Abstract
Purpose :
Population frequencies (e.g. gnomAD) and variant pathogenicity scoring tools (e.g. CADD) have been widely used for variant filtration and prioritization in genetic diagnosis. However, their performances have never been tested in real patient cohorts. With the availability of over 3000 deep sequenced patients who had a range of different genetic diseases such as retinal dystrophy, epilepsy and bone marrow failure, and with varying ages of onset and inheritance modes, we aim to investigate whether different cutoffs should be considered under different circumstances.
Methods :
A novel algorithm, LI profiling, has been developed to investigate genotype-phenotype relationships. Specifically, phenotypes are recorded using Human Phenotype Ontology (HPO), and genotypes are defined by choosing varying cutoffs on population (gnomAD) frequencies and a variant pathogenicity score (CADD phred).

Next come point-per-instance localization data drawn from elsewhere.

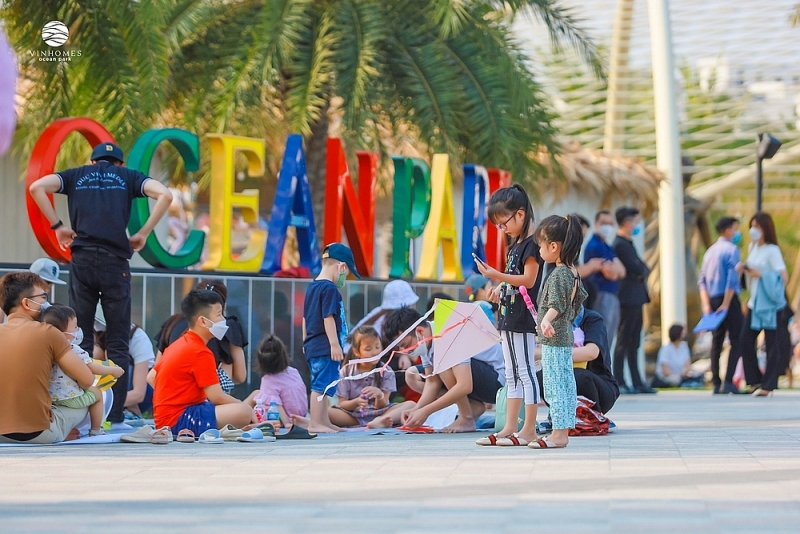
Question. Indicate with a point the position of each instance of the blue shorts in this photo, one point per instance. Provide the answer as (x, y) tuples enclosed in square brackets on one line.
[(198, 418), (324, 371)]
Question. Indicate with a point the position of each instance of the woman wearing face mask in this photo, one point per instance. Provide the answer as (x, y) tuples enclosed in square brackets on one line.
[(767, 310), (228, 341)]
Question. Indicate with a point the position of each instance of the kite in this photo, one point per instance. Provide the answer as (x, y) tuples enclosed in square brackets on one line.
[(460, 331)]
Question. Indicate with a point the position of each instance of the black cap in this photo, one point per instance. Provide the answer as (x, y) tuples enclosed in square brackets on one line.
[(340, 252), (106, 151)]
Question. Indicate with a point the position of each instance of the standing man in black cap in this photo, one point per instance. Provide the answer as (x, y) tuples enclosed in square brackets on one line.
[(99, 198)]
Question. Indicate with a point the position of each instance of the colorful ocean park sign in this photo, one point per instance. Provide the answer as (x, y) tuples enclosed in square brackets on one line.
[(423, 206)]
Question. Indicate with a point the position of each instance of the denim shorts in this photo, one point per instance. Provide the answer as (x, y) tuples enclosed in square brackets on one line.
[(198, 418), (324, 371)]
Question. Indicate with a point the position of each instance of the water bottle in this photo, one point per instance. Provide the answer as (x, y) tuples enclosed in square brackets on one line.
[(274, 415), (260, 411)]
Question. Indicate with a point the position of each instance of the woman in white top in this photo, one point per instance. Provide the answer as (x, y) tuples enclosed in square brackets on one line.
[(764, 256)]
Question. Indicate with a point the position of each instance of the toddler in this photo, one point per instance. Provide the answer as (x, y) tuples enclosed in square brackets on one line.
[(280, 383), (365, 401), (64, 390)]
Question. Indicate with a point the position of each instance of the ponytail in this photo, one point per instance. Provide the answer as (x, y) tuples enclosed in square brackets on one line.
[(563, 230), (507, 201)]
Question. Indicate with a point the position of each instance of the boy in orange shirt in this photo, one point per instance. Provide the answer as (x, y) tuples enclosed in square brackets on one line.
[(186, 390)]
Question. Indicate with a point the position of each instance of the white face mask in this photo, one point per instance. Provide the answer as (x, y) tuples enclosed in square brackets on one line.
[(421, 351), (607, 231), (218, 329), (42, 305), (77, 336)]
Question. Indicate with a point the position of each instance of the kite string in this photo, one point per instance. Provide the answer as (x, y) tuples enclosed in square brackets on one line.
[(381, 369)]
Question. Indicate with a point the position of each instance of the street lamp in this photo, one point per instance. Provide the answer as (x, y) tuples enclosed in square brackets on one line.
[(766, 148)]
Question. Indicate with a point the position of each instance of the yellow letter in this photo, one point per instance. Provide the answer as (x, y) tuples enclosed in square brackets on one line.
[(224, 199), (441, 227)]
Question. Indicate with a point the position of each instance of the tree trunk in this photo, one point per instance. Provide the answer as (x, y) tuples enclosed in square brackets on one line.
[(316, 159)]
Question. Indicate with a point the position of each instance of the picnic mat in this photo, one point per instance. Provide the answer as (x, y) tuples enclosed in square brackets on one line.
[(88, 440)]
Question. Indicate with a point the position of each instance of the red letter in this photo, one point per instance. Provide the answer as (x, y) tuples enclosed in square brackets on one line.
[(343, 208), (43, 161)]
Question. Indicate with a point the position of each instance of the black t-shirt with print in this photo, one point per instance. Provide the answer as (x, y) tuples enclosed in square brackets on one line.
[(514, 315), (99, 198)]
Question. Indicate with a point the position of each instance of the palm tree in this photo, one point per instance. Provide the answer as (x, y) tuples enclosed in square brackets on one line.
[(450, 72)]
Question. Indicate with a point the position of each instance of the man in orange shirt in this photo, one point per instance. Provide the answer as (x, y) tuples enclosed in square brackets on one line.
[(186, 390)]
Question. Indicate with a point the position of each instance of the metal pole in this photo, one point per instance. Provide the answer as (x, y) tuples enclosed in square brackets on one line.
[(672, 248), (759, 180)]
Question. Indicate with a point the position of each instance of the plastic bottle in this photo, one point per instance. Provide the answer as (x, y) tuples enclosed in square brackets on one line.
[(274, 415), (260, 411)]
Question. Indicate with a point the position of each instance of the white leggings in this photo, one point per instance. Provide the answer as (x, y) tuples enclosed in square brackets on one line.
[(518, 353)]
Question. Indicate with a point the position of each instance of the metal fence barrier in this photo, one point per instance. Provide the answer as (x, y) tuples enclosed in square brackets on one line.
[(262, 304)]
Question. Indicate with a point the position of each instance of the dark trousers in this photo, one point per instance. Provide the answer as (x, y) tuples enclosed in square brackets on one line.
[(628, 341), (97, 275), (595, 389), (779, 346), (732, 326)]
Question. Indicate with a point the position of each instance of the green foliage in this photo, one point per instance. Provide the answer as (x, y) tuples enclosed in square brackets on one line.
[(449, 73)]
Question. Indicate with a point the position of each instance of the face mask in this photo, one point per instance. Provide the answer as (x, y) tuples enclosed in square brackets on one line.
[(77, 336), (607, 231), (218, 329), (42, 305), (342, 277)]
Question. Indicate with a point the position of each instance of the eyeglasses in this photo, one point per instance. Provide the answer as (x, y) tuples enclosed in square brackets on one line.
[(502, 226)]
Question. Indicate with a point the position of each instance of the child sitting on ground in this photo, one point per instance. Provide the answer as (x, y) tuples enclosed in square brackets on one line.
[(280, 383), (64, 390), (365, 401), (674, 364)]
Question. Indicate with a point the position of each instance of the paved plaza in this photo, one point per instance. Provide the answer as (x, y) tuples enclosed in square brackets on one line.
[(679, 462)]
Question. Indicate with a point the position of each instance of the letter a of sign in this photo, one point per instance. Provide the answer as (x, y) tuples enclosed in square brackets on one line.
[(292, 207), (223, 199), (344, 208), (441, 228)]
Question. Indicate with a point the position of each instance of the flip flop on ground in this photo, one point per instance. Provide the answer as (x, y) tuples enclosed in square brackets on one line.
[(489, 440), (544, 444), (512, 441), (297, 432)]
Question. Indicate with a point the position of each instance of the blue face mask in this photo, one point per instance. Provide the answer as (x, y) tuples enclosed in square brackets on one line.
[(579, 318)]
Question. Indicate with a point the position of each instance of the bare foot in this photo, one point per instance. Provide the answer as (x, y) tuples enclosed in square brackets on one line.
[(383, 421), (462, 424), (302, 422), (321, 429)]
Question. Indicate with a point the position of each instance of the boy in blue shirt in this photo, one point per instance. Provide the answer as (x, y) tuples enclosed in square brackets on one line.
[(325, 330)]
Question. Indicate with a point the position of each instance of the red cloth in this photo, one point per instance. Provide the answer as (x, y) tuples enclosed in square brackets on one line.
[(588, 422), (184, 370)]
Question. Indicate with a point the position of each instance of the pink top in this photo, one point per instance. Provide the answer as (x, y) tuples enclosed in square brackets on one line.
[(287, 389)]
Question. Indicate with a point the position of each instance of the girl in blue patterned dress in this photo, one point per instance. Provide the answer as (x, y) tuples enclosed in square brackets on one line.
[(560, 300)]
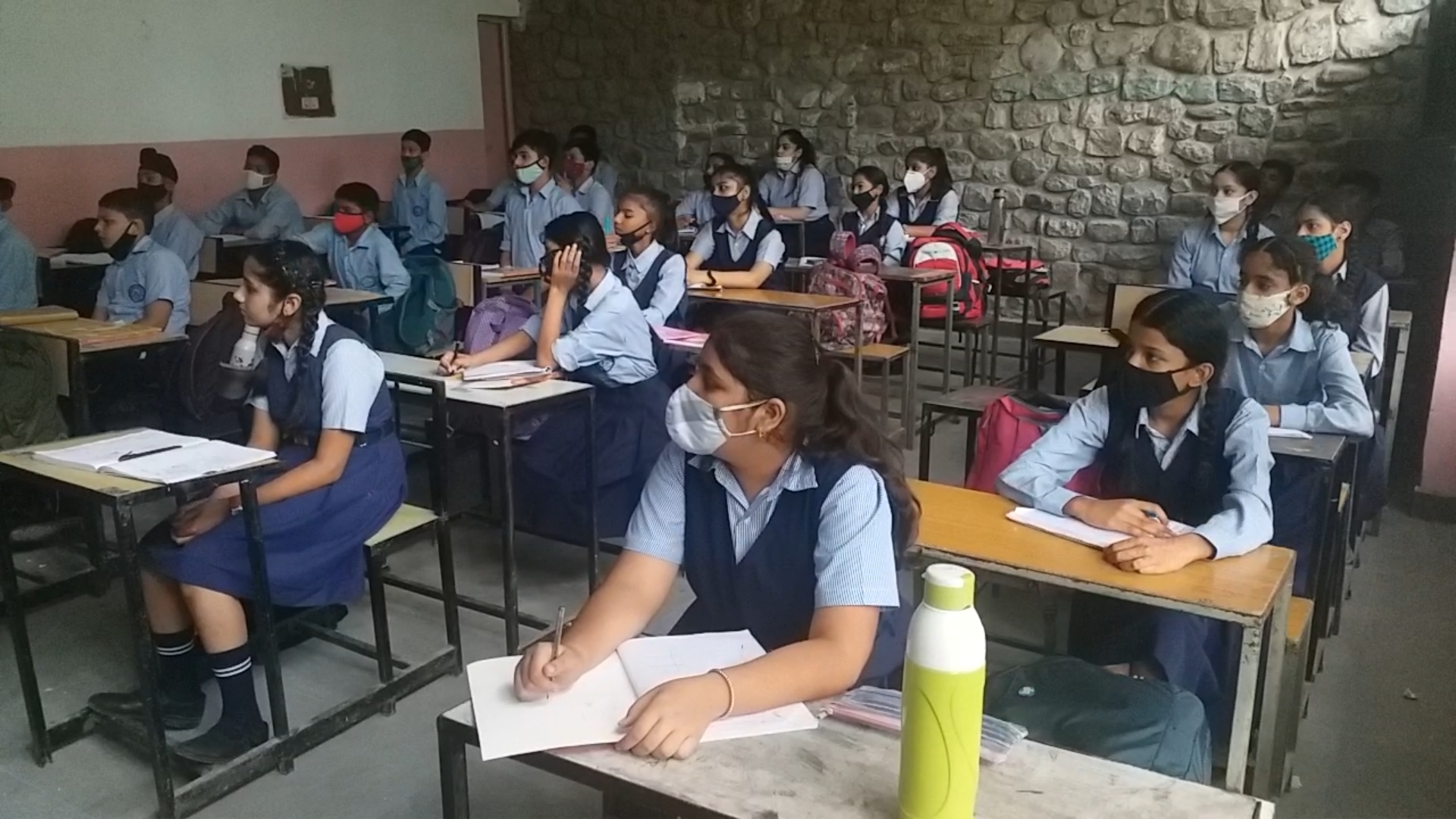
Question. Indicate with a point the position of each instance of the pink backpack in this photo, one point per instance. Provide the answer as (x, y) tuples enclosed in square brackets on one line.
[(1008, 428), (855, 273)]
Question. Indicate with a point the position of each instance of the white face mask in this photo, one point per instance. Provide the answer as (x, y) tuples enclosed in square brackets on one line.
[(1225, 209), (1258, 312), (693, 423)]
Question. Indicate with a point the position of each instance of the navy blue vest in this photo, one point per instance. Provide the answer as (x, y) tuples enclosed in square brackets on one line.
[(1191, 488), (647, 287), (281, 395), (770, 591), (927, 218), (877, 232)]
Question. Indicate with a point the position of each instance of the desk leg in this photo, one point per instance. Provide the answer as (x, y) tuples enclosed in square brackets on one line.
[(455, 789), (1264, 767), (509, 570), (146, 659), (24, 657), (593, 539), (912, 366)]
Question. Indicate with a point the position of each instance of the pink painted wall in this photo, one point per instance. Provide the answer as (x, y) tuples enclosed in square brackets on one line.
[(60, 184), (1439, 457)]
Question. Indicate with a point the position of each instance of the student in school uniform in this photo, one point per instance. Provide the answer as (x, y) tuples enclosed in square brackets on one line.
[(146, 283), (324, 409), (1206, 256), (871, 222), (579, 178), (533, 200), (651, 268), (1289, 356), (1171, 447), (604, 172), (740, 246), (17, 257), (171, 228), (795, 191), (419, 199), (590, 330), (262, 209), (696, 209), (360, 256), (786, 509), (1327, 221), (927, 197)]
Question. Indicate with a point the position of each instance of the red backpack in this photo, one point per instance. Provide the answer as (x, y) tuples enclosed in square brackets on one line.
[(852, 271), (951, 246), (1008, 428)]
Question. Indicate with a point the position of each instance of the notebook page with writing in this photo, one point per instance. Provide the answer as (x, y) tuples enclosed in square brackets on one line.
[(653, 661), (1078, 531), (585, 714), (98, 455)]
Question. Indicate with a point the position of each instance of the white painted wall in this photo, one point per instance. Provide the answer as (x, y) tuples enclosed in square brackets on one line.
[(104, 72)]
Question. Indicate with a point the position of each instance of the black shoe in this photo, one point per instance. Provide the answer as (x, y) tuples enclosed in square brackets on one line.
[(177, 714), (223, 742)]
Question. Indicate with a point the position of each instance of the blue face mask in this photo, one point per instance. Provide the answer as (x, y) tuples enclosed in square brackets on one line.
[(1323, 245)]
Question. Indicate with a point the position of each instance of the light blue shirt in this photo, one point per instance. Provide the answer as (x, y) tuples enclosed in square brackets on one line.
[(672, 281), (596, 199), (613, 334), (770, 251), (17, 268), (419, 205), (177, 232), (698, 206), (855, 554), (150, 273), (275, 216), (370, 264), (801, 187), (353, 375), (1040, 477), (1310, 376), (893, 245), (528, 213), (1201, 260)]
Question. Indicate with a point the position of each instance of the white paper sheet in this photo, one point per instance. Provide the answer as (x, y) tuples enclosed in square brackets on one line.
[(1078, 531)]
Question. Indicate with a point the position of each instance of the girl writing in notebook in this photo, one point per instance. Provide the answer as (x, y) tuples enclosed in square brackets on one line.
[(1169, 447), (786, 507), (321, 404)]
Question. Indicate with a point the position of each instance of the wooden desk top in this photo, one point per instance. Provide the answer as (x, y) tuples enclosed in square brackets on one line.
[(959, 522), (1078, 335), (808, 302), (843, 771)]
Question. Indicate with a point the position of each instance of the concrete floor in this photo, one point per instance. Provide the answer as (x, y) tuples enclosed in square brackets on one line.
[(1367, 749)]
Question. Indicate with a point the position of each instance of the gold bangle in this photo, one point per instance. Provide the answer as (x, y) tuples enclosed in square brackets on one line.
[(733, 695)]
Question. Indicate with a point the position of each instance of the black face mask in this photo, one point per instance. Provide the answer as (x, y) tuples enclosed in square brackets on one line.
[(1144, 390), (724, 206), (121, 248)]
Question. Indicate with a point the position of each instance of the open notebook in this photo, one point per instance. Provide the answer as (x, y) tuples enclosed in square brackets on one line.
[(1074, 529), (590, 711), (156, 457)]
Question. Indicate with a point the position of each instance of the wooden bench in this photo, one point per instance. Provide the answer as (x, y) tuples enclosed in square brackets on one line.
[(884, 356)]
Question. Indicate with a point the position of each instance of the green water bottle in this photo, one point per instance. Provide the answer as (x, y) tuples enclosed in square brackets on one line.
[(944, 689)]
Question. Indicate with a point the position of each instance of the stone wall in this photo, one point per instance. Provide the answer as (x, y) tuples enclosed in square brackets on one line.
[(1101, 118)]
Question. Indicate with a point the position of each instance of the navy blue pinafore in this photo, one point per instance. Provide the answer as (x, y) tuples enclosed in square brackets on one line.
[(770, 591), (551, 475), (313, 541), (1196, 653)]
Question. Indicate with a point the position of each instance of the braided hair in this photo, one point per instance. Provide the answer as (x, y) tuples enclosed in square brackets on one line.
[(291, 268)]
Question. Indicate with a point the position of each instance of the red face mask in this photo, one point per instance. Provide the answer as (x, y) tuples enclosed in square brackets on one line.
[(347, 223)]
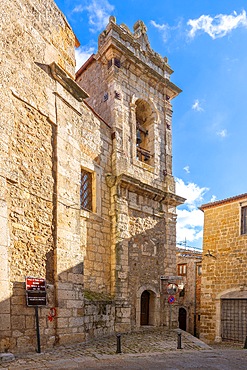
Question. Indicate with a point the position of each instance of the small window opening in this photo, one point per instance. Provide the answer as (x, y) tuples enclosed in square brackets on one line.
[(144, 131), (109, 64), (244, 220), (86, 190), (117, 62), (182, 269)]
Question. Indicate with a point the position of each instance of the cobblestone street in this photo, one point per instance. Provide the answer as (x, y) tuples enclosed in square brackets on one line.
[(147, 349)]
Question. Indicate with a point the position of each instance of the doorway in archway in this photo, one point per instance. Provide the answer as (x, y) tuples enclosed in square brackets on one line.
[(145, 301), (182, 318)]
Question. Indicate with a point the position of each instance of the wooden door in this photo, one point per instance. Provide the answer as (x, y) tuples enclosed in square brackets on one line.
[(145, 300), (182, 318)]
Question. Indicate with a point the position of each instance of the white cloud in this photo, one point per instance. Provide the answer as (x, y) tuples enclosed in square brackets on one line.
[(187, 169), (163, 28), (197, 106), (222, 133), (192, 192), (82, 54), (213, 199), (219, 26), (190, 218), (98, 11)]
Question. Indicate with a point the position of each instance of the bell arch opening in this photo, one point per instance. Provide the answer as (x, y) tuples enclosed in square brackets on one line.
[(145, 118)]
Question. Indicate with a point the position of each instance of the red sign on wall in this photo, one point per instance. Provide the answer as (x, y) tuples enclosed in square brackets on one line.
[(36, 291)]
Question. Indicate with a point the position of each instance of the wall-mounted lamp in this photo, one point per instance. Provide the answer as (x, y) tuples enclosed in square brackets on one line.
[(209, 254)]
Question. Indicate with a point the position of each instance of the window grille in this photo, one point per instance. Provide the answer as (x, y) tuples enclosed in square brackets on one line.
[(244, 220), (117, 62), (109, 64), (86, 190), (182, 269)]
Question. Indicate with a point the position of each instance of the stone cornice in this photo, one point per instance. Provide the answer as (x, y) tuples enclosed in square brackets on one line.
[(149, 191), (114, 43)]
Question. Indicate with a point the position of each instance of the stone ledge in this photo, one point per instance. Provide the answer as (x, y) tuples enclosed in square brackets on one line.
[(6, 357)]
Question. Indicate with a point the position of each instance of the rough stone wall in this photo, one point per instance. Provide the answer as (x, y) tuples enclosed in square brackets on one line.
[(224, 262), (192, 288), (99, 318), (31, 32)]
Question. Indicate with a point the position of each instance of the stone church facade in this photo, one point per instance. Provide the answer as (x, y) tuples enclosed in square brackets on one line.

LI profiling is then used to seek patterns of phenotype enrichment for different type of genetic diseases, such as early/late onset and recessive/dominant diseases.
Results :
Interesting patterns with important clinical relevance were revealed using LI profiling. CADD phred score, a common choice in predicting variant pathogenicity, is most effective against very early-onset diseases with de novo mutations (e.g. epilepsy caused by SCN1A). On the other hand, choosing stringent cutoffs on population frequency is effective against early onset diseases, regardless of inheritance mode (such as retinal dystrophy caused by CERKL or CRB1). By using this information, LI profiling is able to infer age of onset. Additionally, LI profiling is also able to accurately infer inheritance mode. For example, it predicts that retinal dystrophies due to mutations in ABCA4 or USH2A tend to pass down recessively, whilst GUCY2D and PROM1 are more likely to cause autosomal dominant retinal dystrophy.
Conclusions :
LI profiling is a useful tool to explore large patient databases for novel genotype-phenotype relationships. It also provides practical guidance of cutoff choices based on the type of diseases: e.g. early onset recessive diseases should use stringent population frequency cutoff for variant filtration, but should use variant pathogenicity prediction tools only as a reference for variant prioritization. For information not easily collected from clinics, such as inheritance modes, LI profiling can help produce reasonable estimates.
This is an abstract that was submitted for the 2018 ARVO Annual Meeting, held in Honolulu, Hawaii, April 29 - May 3, 2018.